BBR TCP and Measurement Lab
What is TCP?
Since the beginning of the its existence, the Internet has expanded in scope, traffic, content, and a myriad of other ways. The protocols that make up the Internet’s backbone have mostly remained the same since they were developed in the 1980s. The Transmission Control Protocol (TCP) was one of the first networking protocols defined during the Internet’s development, and specifies how data should be transmitted and received. TCP implementations, initially developed in the 1980’s, attempted to discover the right rate at which to send data by constantly trying to send more until reaching the point that not all of the data arrived at its destination, and then backing off on the amount being sent. Multiple TCP connections would share links, because each connection’s attempts to use more and more bandwidth would end up with each claiming part of the available bandwidth. For over 30 years, TCP has been how everyone connects to services on the Internet, and its canonical implementation has been held up as the gold standard method for how network capacity can be shared amongst competing users. Recently, a group of Google researchers, including TCP pioneer Van Jacobson, developed a better algorithm for congestion control. BBR, or Bottleneck Bandwidth and RTT (Round-Trip Time), directly measures and models the network bottleneck in order to determine the right rate at which to send data. It uses analytical math, instead of the more traditional “guess and check” method used by older implementations of TCP. This modeling-based approach can more fully exploit existing network capabilities, leading to increased connection bandwidth without needing to upgrade network hardware. This represents a critical upgrade for today’s Internet which handles exponentially increasing amounts of data.

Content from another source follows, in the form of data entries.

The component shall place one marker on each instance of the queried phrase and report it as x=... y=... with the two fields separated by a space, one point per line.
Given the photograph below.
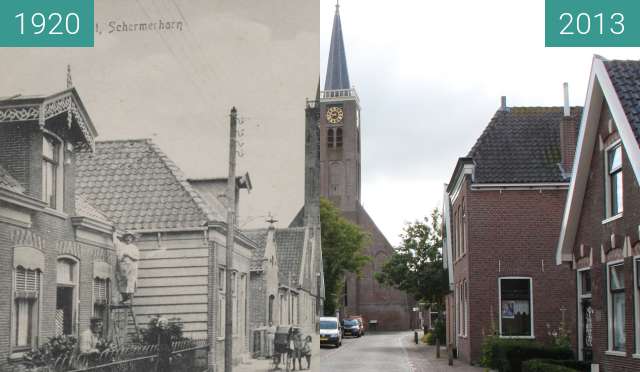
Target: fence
x=131 y=358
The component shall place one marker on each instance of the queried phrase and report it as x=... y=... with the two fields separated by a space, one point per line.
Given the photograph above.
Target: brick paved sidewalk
x=422 y=358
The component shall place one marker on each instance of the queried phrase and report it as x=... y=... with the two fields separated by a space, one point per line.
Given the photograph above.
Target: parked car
x=351 y=327
x=363 y=324
x=330 y=331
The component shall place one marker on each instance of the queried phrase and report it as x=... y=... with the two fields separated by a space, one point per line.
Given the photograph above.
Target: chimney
x=568 y=135
x=503 y=103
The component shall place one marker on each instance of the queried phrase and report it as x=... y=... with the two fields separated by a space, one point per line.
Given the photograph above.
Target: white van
x=330 y=332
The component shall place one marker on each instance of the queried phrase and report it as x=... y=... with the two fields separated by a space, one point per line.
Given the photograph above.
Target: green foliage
x=150 y=334
x=507 y=355
x=439 y=330
x=560 y=337
x=429 y=338
x=550 y=365
x=343 y=244
x=416 y=266
x=56 y=347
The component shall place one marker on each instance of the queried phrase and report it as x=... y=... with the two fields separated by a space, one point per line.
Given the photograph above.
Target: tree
x=342 y=245
x=416 y=266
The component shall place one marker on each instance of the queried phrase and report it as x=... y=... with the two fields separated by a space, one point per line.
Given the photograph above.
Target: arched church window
x=330 y=138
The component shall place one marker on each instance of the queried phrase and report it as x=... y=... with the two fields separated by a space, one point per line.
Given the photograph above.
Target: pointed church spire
x=69 y=80
x=337 y=74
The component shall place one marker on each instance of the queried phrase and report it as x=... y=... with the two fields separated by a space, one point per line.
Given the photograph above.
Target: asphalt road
x=372 y=352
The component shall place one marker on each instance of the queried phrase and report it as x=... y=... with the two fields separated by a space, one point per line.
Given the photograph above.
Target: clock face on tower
x=335 y=115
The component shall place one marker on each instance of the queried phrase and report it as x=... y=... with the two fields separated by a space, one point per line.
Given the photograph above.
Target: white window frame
x=607 y=182
x=37 y=312
x=75 y=283
x=59 y=161
x=532 y=336
x=579 y=298
x=610 y=350
x=636 y=307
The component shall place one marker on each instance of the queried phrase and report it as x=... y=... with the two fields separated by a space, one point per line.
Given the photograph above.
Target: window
x=585 y=316
x=330 y=138
x=101 y=298
x=516 y=315
x=271 y=300
x=67 y=275
x=614 y=180
x=636 y=263
x=221 y=303
x=50 y=162
x=234 y=303
x=221 y=279
x=617 y=340
x=26 y=302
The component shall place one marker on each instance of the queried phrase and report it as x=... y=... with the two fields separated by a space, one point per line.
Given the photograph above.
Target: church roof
x=258 y=236
x=138 y=187
x=521 y=145
x=337 y=74
x=290 y=245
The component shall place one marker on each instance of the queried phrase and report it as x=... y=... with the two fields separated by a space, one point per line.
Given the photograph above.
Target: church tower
x=340 y=152
x=339 y=129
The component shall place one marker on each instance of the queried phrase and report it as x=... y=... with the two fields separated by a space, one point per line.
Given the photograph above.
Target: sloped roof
x=138 y=187
x=337 y=73
x=521 y=145
x=259 y=236
x=625 y=76
x=8 y=182
x=84 y=208
x=290 y=247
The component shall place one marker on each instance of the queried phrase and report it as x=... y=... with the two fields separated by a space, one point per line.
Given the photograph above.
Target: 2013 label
x=583 y=22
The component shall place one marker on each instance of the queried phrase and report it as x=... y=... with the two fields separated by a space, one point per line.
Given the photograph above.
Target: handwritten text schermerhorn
x=111 y=27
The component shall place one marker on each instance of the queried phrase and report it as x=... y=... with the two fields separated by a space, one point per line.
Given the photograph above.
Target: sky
x=177 y=87
x=430 y=75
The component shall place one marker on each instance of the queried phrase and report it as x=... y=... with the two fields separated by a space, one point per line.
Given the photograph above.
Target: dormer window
x=50 y=166
x=613 y=185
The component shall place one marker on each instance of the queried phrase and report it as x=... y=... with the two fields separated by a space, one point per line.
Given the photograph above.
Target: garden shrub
x=430 y=338
x=58 y=347
x=550 y=365
x=507 y=355
x=150 y=334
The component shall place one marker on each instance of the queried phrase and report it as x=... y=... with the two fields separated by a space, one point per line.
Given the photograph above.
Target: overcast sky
x=430 y=75
x=177 y=87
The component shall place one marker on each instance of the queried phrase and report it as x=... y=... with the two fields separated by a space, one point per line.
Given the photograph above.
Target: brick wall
x=513 y=233
x=592 y=234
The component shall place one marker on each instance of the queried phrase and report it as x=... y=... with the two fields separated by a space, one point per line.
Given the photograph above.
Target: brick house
x=286 y=274
x=600 y=238
x=55 y=248
x=385 y=308
x=181 y=240
x=502 y=212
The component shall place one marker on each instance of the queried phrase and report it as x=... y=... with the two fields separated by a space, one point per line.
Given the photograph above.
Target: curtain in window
x=619 y=339
x=27 y=286
x=515 y=306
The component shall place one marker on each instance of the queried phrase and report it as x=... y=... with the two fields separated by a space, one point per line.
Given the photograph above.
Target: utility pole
x=231 y=222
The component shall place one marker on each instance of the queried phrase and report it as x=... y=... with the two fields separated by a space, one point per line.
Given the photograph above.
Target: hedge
x=507 y=355
x=550 y=365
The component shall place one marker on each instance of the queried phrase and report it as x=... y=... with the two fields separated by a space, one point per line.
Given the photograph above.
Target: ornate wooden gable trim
x=44 y=108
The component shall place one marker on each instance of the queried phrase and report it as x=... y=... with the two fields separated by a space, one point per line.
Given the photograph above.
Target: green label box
x=46 y=23
x=592 y=23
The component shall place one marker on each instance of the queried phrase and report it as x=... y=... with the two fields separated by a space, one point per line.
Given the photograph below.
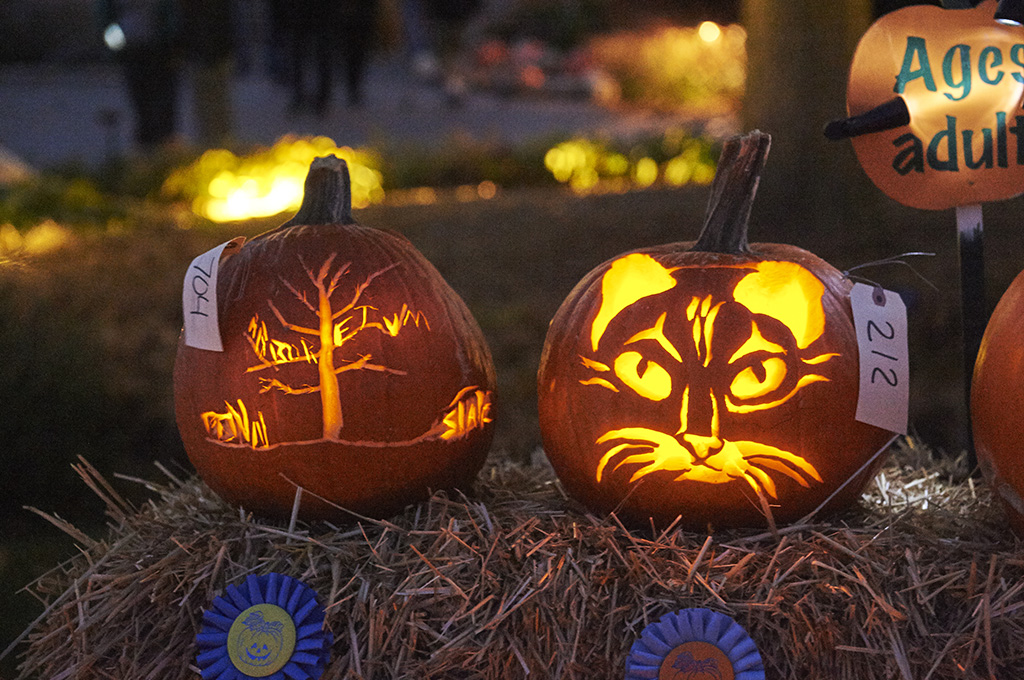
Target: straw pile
x=921 y=582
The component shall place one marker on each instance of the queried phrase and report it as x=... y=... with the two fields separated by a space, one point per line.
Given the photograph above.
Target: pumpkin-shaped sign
x=997 y=402
x=961 y=74
x=349 y=368
x=712 y=381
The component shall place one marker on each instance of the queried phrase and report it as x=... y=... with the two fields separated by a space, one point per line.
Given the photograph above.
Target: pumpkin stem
x=327 y=195
x=732 y=194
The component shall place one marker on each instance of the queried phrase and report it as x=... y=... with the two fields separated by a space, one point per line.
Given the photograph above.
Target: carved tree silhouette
x=334 y=331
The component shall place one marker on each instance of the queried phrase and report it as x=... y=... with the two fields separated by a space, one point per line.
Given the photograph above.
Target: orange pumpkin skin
x=997 y=404
x=643 y=409
x=411 y=407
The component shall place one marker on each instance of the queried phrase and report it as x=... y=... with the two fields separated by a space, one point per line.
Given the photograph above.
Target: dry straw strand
x=922 y=580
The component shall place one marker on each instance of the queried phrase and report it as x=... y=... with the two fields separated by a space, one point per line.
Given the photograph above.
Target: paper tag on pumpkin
x=199 y=298
x=880 y=317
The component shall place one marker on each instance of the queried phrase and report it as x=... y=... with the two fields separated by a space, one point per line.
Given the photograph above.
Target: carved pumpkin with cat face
x=716 y=386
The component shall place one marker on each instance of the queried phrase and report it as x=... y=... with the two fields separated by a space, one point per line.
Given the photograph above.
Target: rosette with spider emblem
x=270 y=627
x=694 y=644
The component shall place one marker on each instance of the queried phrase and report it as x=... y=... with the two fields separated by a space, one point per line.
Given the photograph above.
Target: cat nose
x=699 y=423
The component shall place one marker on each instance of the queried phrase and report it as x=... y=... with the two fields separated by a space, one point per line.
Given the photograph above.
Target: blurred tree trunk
x=799 y=54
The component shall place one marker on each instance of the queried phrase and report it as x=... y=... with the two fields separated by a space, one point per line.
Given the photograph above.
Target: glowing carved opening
x=469 y=411
x=233 y=426
x=629 y=280
x=787 y=292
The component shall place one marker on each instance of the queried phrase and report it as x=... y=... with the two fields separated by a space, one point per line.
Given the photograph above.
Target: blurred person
x=143 y=35
x=317 y=32
x=449 y=19
x=209 y=42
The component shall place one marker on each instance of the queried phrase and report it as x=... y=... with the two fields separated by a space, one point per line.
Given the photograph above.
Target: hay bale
x=922 y=581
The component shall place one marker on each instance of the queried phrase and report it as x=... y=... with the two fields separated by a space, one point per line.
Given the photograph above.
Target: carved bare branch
x=289 y=325
x=364 y=364
x=266 y=384
x=360 y=288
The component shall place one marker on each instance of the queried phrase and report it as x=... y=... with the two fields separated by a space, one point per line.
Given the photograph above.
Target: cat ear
x=787 y=292
x=629 y=280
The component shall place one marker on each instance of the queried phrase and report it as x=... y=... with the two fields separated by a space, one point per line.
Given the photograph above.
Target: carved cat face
x=706 y=372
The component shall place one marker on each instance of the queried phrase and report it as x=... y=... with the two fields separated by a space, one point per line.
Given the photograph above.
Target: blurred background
x=518 y=143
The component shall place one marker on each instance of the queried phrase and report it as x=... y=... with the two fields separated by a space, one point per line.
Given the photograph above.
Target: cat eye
x=763 y=378
x=651 y=381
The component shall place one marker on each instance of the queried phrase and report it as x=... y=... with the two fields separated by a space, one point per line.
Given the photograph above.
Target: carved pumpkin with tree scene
x=349 y=368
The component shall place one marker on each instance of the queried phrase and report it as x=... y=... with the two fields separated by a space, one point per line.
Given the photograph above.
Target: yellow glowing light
x=469 y=411
x=630 y=279
x=44 y=238
x=787 y=292
x=650 y=381
x=645 y=172
x=486 y=189
x=709 y=32
x=224 y=187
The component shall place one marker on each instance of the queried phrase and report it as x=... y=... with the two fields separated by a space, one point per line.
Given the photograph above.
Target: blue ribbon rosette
x=694 y=644
x=270 y=627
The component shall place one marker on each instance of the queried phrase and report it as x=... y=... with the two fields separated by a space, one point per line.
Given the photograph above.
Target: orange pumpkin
x=711 y=380
x=997 y=402
x=349 y=368
x=961 y=74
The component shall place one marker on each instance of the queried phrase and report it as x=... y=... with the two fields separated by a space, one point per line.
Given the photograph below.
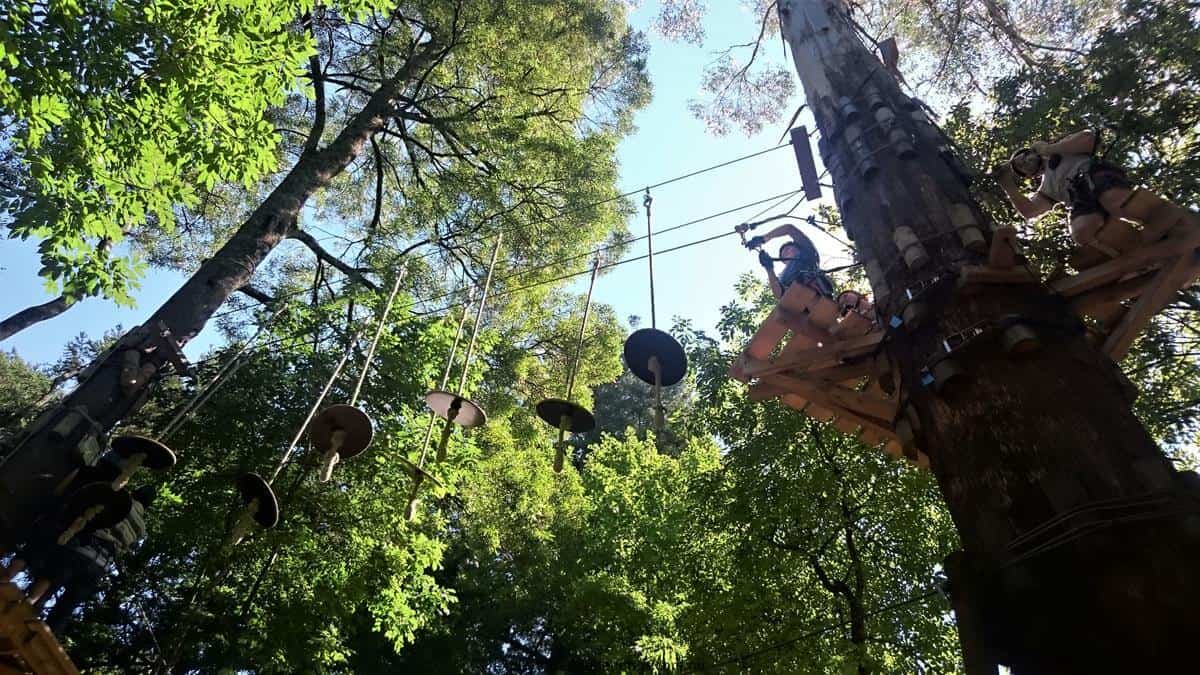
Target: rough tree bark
x=55 y=442
x=33 y=315
x=1081 y=536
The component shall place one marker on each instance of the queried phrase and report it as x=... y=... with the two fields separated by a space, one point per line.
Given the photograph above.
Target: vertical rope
x=649 y=246
x=375 y=341
x=583 y=324
x=445 y=374
x=217 y=381
x=316 y=406
x=479 y=315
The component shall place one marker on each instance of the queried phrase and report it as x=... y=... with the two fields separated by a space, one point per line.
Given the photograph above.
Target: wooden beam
x=808 y=360
x=1128 y=263
x=1087 y=303
x=1151 y=302
x=973 y=275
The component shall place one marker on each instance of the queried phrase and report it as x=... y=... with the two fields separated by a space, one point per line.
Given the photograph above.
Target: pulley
x=654 y=357
x=93 y=507
x=137 y=452
x=259 y=507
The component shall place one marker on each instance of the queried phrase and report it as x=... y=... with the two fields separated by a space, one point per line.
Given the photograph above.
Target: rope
x=583 y=326
x=445 y=376
x=316 y=406
x=227 y=371
x=649 y=246
x=558 y=215
x=375 y=341
x=479 y=315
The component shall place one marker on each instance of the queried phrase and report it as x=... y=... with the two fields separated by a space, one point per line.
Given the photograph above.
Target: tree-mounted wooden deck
x=825 y=360
x=27 y=644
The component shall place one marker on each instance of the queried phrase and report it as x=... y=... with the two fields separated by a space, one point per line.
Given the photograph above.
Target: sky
x=691 y=284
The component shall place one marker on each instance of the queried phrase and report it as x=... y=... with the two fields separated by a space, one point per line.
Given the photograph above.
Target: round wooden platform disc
x=159 y=457
x=652 y=342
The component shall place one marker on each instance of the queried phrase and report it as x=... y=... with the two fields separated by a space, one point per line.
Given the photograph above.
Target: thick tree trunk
x=1069 y=509
x=33 y=315
x=61 y=437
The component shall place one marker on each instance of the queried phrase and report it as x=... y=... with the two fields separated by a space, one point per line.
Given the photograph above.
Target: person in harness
x=1092 y=187
x=803 y=263
x=83 y=565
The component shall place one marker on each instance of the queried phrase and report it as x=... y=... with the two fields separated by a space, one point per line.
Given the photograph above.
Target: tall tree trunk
x=1025 y=440
x=51 y=447
x=33 y=315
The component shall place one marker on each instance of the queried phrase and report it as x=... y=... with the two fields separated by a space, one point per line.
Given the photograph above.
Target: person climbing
x=83 y=563
x=802 y=258
x=1092 y=187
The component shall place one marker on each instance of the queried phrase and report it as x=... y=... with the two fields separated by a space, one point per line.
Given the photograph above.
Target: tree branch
x=325 y=256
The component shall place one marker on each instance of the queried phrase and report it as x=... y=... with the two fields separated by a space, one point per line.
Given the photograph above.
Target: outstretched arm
x=1030 y=207
x=783 y=231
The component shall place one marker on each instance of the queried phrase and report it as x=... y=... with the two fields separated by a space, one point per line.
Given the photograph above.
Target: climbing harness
x=455 y=407
x=563 y=413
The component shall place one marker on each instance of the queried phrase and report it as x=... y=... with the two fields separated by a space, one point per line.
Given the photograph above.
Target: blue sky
x=669 y=142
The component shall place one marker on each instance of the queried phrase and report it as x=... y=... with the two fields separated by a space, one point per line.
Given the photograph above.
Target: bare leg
x=1084 y=230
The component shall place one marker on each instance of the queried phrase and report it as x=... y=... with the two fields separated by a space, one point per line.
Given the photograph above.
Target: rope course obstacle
x=454 y=407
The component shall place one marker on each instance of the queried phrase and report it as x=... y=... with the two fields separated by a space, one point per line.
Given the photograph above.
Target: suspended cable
x=814 y=633
x=557 y=215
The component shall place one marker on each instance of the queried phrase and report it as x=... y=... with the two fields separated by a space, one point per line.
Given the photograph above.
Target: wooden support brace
x=978 y=275
x=1167 y=282
x=816 y=358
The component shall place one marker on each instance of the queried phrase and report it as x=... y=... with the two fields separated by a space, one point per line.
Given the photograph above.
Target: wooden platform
x=823 y=360
x=27 y=644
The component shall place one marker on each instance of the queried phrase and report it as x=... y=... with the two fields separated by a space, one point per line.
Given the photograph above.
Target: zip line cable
x=777 y=199
x=814 y=633
x=555 y=216
x=301 y=335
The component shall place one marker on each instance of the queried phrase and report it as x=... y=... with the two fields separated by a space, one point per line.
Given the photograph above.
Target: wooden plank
x=804 y=161
x=1128 y=263
x=767 y=336
x=1105 y=296
x=851 y=324
x=1167 y=282
x=973 y=275
x=816 y=358
x=833 y=395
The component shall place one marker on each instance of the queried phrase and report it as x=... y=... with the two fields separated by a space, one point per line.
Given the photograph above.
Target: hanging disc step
x=579 y=418
x=251 y=487
x=648 y=342
x=115 y=506
x=455 y=408
x=156 y=455
x=355 y=423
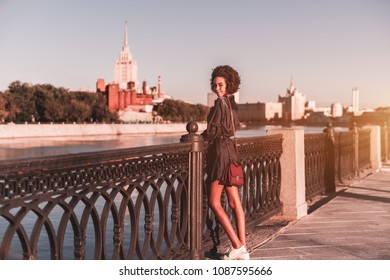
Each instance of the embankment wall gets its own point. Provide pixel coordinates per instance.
(9, 131)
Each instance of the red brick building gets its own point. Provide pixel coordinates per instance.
(119, 99)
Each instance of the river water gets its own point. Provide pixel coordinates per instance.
(37, 147)
(50, 146)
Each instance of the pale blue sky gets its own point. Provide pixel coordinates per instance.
(328, 47)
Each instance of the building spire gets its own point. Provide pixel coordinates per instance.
(125, 44)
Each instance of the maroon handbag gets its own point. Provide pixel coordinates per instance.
(234, 170)
(235, 174)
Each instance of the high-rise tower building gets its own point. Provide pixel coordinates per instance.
(355, 100)
(293, 103)
(125, 67)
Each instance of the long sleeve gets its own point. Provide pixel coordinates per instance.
(219, 120)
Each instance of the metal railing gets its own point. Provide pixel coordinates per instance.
(331, 158)
(138, 203)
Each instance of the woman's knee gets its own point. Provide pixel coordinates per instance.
(214, 204)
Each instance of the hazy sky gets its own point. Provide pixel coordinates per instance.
(327, 47)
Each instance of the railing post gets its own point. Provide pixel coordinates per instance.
(386, 147)
(356, 149)
(375, 147)
(195, 186)
(292, 161)
(330, 162)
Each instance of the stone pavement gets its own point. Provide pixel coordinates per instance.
(354, 224)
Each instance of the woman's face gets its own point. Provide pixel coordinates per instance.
(220, 86)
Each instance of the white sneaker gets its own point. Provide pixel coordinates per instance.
(237, 254)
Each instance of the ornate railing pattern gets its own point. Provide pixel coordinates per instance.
(344, 144)
(364, 153)
(315, 164)
(125, 204)
(385, 144)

How Does BBR Make the Internet Work Better?
BBR prevents traffic congestion by measuring how fast the network can actually deliver data, and then using that rate to construct a model of the network’s capabilities. This model is then used to determine how much data can be sent at a time. By using this model (and repeatedly re-measuring to verify that the model remains correct) BBR-based TCP can transmit data at the right rate without causing congestion and loss of in-flight data. Even more, this model indicates that there is a lot of spare network capacity that older implementations of TCP are unable to utilize. By discovering this available capacity and making it available for use, BBR unlocks network capabilities that have always existed, but have never before been easily used. Using BBR TCP means that the right rate of traffic transmission is much more quickly discovered and that less traffic has to be re-sent. Additionally, the BBR TCP rate is frequently faster than the rate discovered by older TCP implementations. This makes for a faster everything – measurement, connection, etc., and increases accuracy of measurement. Additionally, this update can be implemented on just the server side, and so doesn’t require patches for individual browsers or smartphones. The move to BBR-based TCP has already started to happen without most of us even noticing.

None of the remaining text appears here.